NEW LEBANON, N.Y. -- The dinner-theater-sounding premise of Larry Gelbart’s comedy "Better Late" is simple enough -- a seventysomething man recuperating from a sudden life-threatening illness moves in with his ex-wife and her husband and complications ensue.
Had the play -- which is being given uncertain treatment at The Theater Barn -- been written by a lesser talent than Gelbart, you could pretty much figure how this scenario will play out.
But "Better Late" was written by the man who gave us, among other works, "MASH," "Tootsie," "City of Angels" and "A Funny Thing Happened on the Way to the Forum" and so the stakes are higher, the resonances deeper.

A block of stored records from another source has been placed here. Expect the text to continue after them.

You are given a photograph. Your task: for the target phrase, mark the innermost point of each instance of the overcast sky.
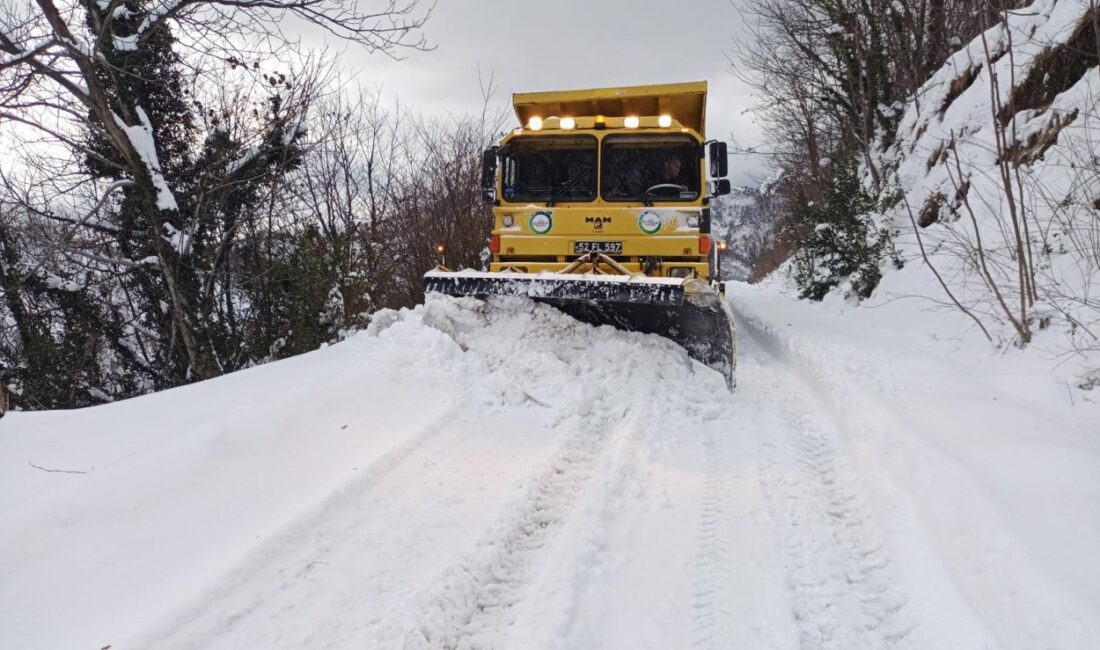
(532, 46)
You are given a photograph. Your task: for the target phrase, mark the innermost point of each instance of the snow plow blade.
(690, 312)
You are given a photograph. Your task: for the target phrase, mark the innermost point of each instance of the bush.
(837, 241)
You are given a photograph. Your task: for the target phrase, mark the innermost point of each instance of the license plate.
(581, 248)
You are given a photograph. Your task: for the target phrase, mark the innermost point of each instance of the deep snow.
(463, 476)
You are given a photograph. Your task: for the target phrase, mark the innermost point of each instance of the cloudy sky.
(531, 46)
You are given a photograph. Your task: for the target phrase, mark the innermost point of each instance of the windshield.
(550, 168)
(650, 168)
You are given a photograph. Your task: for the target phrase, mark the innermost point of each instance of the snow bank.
(119, 519)
(987, 470)
(1043, 87)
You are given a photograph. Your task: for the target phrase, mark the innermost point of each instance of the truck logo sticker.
(541, 222)
(649, 222)
(597, 222)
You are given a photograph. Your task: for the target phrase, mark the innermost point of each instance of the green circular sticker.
(649, 222)
(540, 222)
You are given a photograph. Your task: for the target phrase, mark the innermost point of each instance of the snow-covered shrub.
(838, 241)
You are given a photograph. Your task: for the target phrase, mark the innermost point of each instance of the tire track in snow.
(474, 605)
(713, 560)
(845, 591)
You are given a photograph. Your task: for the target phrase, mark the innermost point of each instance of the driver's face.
(672, 165)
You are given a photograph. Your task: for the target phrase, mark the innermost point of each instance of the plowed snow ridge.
(470, 476)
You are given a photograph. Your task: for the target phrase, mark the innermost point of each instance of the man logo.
(597, 222)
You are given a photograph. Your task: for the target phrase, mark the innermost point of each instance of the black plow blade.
(689, 312)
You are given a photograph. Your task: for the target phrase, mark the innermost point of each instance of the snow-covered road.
(506, 477)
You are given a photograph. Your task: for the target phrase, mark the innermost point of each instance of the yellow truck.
(601, 200)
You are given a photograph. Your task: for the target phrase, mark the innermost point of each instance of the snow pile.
(1035, 106)
(983, 471)
(121, 520)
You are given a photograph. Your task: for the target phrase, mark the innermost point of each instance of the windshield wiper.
(568, 186)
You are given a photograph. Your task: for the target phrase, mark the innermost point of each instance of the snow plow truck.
(601, 205)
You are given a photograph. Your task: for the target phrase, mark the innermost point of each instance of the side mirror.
(488, 175)
(719, 162)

Premiered at Northlight Theatre in Skokie, Ill., in March/April 2008, "Better Late," which is co-authored by Craig Wright, is the last complete play Gelbart wrote before his death of cancer on Sept. 11, 2009.
Gelbart was not diagnosed with cancer until roughly four months before his death but mortality clearly is on his mind in "Better Late," a play that has both an autumnal feel and a sense of renewal, of starting again.

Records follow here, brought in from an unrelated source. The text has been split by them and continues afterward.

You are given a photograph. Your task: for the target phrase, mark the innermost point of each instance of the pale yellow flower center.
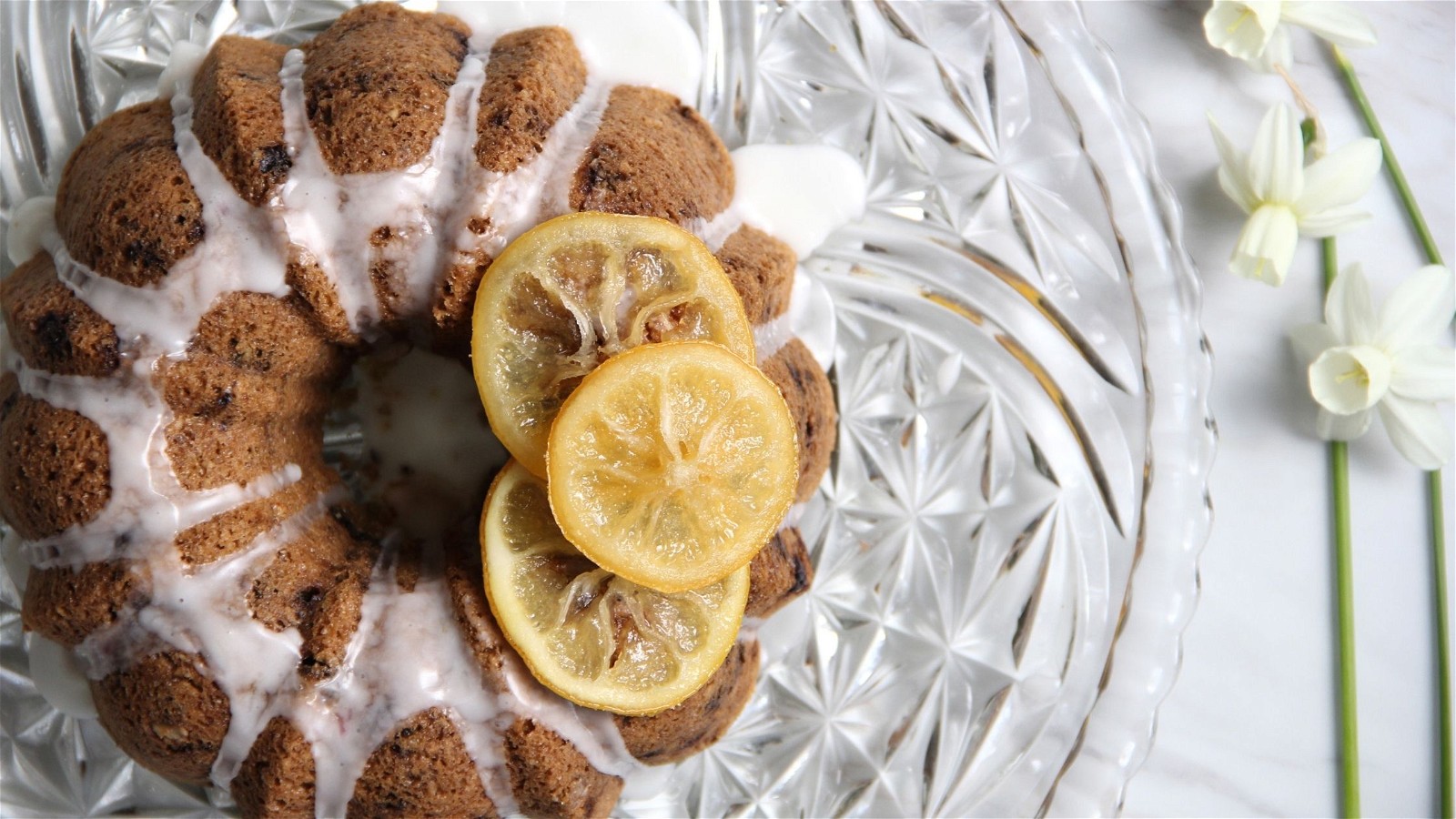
(1358, 373)
(1244, 16)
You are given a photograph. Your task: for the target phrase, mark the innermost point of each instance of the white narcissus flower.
(1285, 198)
(1361, 361)
(1254, 31)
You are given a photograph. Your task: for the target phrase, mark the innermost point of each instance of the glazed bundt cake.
(218, 261)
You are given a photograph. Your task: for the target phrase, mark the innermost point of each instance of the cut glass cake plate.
(1006, 542)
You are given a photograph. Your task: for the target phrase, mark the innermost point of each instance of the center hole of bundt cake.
(410, 436)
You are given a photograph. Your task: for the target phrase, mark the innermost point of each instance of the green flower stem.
(1443, 656)
(1433, 480)
(1390, 165)
(1344, 599)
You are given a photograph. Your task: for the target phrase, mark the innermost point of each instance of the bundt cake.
(217, 263)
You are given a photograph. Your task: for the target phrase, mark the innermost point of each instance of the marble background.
(1251, 724)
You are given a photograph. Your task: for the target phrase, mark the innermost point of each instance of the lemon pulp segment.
(673, 464)
(577, 290)
(587, 634)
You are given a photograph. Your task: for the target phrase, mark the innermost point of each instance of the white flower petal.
(1419, 309)
(1278, 157)
(1266, 245)
(1349, 310)
(1241, 29)
(1424, 373)
(1332, 222)
(1417, 430)
(1337, 22)
(1310, 339)
(1232, 169)
(1349, 379)
(1340, 178)
(1278, 51)
(1330, 426)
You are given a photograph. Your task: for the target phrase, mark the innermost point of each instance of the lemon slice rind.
(582, 288)
(541, 592)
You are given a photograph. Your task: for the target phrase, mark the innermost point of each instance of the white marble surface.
(1251, 724)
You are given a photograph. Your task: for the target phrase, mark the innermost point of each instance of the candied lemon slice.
(673, 464)
(596, 639)
(579, 288)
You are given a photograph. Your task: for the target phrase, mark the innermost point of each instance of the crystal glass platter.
(1006, 545)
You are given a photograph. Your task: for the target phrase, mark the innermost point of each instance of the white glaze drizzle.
(329, 219)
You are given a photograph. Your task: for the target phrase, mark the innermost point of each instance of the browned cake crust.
(424, 770)
(126, 206)
(550, 777)
(67, 605)
(239, 114)
(531, 79)
(779, 573)
(51, 329)
(55, 465)
(812, 401)
(237, 528)
(167, 714)
(762, 270)
(703, 719)
(277, 778)
(251, 394)
(376, 85)
(654, 157)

It is clear from the outset that there is an underlying tension beneath the badinage between Lee Baer (Michael F. Hayes), a film composer, and his wife, Nora (Joan Coombs), a retired actress, as they prepare to go out to the opening night of play featuring an actress with whom Lee once had an affair. The affair is long since over but the betrayal still runs deep in Nora, who cheated on her husband, Julian, with Lee for two years before finally divorcing Julian to marry Lee. When Julian (John W. Noble) becomes seriously ill, Nora insists on taking him in. It’s not an easy situation for either Lee, who finds his position undermined, or for Julian, who holds unspent resentment toward Lee for having stolen Nora.
This living situation the controlling Nora has forced upon Lee exacerbates the creative block that has kept him from completing an elegy for which he has received a grant. To add to it, his adult stepson, Billy (cleanly and convincingly played by Sean Riley, particularly in a moving scene with Hayes at the opening of the second act) is having marital problems of his own.
The playing here, especially in the first act, is choppy and hesitant. Moreover, Gelbart’s delicately poised style proves elusive, as if neither the actors nor director Phil Rice quite know what tone to strike or when.
"Better late than never" the saying goes. Here, late never comes.